こんな騒々しいところでブリーフィングをしているパイロットは、本当に安全なのか?と思った。

成長過程にある会社にオフィスなどのインフラが追い付いていないという印象だった。

1次面接の相手は比較的若い女性のマネージャーだった。

是非、うちの会社に来てほしいというオーラーが出ていて好印象だった。

今回の2次面接は役員面接で運航本部長が面接官だった。

既に、健康診断も済ませてある。

特に何もなければ、このまま「内定」となるのだろうか?

運航本部長の口調はテキパキしていて、頭の回転が早い人の印象だった。

LCCを急成長させるためには、このくらいテキパキ仕事を進めないとやっていけないのであろうかと思った。

反対に、運航本部長は自分のテンポについてこられるか見定められている気がして、私は必死に質問に答えた。

途中、パイロットとして転職することは考えないのか?と質問された。

自衛官が直接、民間航空会社にパイロットとして就職できない紳士協定のことは十分承知していたが、今思えば、この点をもっと押せばよかったと思った。

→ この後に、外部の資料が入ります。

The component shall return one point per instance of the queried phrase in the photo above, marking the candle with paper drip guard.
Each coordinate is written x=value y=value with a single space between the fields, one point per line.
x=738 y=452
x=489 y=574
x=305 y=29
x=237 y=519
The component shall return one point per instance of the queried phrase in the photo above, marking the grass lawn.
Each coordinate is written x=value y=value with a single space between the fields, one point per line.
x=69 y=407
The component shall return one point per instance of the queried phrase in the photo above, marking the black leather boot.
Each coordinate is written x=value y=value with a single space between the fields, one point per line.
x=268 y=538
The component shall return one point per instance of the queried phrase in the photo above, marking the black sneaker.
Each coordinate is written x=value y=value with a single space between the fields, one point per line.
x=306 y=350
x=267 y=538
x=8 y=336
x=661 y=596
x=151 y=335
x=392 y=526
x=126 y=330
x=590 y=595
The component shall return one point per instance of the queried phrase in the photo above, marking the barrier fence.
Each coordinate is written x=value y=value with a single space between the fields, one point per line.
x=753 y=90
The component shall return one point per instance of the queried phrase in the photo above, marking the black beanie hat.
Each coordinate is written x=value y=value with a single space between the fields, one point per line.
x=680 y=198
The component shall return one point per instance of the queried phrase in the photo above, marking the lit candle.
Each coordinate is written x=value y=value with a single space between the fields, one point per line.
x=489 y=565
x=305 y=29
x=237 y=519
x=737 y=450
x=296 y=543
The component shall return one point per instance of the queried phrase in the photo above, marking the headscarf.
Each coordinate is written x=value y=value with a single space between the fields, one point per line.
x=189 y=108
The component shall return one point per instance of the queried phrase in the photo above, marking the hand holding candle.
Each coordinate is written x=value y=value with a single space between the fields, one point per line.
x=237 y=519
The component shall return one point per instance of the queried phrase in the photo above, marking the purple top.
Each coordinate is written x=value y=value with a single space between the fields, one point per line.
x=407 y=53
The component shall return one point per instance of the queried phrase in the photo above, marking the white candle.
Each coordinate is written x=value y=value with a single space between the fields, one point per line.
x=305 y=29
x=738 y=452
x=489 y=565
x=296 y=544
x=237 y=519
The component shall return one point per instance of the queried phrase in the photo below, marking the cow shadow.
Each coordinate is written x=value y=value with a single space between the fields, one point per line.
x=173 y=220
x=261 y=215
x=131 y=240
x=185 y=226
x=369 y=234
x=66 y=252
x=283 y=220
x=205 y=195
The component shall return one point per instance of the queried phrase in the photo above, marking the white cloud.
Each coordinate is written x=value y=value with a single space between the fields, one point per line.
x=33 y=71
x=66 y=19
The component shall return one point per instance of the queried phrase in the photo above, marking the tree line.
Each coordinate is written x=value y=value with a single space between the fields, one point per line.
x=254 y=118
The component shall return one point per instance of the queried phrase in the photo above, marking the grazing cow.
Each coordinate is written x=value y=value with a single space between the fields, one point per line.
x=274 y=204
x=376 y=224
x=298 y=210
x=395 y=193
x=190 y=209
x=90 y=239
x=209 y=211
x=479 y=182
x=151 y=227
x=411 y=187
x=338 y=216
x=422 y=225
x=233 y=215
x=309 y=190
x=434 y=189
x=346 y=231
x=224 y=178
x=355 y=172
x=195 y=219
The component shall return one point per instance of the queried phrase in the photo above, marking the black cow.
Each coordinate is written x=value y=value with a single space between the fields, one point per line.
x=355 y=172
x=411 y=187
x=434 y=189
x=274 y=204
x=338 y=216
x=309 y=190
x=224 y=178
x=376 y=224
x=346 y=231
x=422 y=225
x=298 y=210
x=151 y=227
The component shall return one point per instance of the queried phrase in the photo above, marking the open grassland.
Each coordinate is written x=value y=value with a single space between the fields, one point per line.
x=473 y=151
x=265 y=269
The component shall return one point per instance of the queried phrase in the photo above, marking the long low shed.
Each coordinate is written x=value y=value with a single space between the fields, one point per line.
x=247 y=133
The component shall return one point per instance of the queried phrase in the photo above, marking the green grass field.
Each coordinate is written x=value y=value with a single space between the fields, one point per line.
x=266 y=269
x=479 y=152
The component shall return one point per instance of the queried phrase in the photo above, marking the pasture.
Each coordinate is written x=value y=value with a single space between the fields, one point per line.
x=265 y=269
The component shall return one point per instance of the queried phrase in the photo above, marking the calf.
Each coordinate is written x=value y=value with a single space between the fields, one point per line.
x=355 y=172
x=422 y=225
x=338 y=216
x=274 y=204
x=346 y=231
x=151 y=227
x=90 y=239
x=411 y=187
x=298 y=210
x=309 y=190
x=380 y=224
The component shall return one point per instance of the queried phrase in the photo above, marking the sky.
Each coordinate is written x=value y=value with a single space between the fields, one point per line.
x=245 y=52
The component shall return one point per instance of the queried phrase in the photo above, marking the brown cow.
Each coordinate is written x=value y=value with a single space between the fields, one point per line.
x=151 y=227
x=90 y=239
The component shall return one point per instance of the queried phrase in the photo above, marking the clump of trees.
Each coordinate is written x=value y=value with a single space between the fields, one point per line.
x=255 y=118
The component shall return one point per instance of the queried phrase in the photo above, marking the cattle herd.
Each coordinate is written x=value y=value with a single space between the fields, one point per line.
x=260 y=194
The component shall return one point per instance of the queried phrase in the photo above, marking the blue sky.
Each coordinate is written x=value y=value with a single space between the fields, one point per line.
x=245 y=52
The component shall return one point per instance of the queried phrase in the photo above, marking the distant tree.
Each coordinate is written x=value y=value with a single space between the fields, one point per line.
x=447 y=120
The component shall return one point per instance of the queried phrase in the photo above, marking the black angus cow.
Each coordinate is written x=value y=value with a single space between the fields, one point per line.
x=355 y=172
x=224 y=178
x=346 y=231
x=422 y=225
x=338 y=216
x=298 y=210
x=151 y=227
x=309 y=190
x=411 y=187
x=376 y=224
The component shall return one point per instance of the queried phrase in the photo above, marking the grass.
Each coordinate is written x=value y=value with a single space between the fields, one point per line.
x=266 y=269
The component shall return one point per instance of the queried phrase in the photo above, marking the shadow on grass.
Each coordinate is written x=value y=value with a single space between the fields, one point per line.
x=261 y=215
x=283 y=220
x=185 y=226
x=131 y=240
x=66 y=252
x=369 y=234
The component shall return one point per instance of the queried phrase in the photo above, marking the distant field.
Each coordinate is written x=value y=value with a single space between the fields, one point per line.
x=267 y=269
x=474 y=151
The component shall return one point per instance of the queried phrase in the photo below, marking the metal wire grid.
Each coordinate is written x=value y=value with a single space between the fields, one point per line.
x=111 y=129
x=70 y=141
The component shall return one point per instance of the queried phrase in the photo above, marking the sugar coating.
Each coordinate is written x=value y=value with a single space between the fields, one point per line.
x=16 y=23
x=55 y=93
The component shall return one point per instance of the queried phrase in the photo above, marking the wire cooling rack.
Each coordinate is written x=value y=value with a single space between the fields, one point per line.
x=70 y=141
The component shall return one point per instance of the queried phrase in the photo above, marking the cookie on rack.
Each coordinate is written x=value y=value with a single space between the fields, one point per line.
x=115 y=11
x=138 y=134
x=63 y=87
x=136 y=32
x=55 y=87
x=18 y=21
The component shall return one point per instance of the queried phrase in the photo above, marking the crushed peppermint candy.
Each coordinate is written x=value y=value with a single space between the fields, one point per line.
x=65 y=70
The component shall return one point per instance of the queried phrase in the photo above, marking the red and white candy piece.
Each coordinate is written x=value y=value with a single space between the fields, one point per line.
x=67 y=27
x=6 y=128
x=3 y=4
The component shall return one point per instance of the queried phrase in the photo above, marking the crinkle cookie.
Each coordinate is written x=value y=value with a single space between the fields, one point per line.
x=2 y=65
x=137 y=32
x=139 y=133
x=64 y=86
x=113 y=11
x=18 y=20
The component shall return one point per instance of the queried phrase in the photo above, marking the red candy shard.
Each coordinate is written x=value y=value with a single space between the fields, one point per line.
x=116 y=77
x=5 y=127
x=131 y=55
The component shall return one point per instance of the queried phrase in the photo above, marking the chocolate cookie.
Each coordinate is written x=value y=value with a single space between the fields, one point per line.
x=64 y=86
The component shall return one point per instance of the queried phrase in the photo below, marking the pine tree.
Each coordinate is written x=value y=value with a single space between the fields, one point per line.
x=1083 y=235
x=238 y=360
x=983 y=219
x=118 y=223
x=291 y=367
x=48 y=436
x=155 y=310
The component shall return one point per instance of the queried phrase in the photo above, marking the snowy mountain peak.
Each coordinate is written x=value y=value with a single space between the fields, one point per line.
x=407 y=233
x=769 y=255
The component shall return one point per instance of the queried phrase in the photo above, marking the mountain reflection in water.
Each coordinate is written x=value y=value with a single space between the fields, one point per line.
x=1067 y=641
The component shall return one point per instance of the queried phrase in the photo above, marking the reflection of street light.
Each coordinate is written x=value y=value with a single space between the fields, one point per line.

パイロットとして就職できるのなら是非そうしたい、と。

それどころか私は次第に運航本部長の少し見下したような口調に違和感を感じ始めていた。

自分は本当にこの人の下で働けるのだろうか?と。

面接を終え、転職エージェントの方と電話で会話した。

私は、選考辞退を申し入れた。

自分が面接を通じて感じた素直な気持ちだった。

きっと、私はこの会社では高いモチベーションを持って活躍できないと。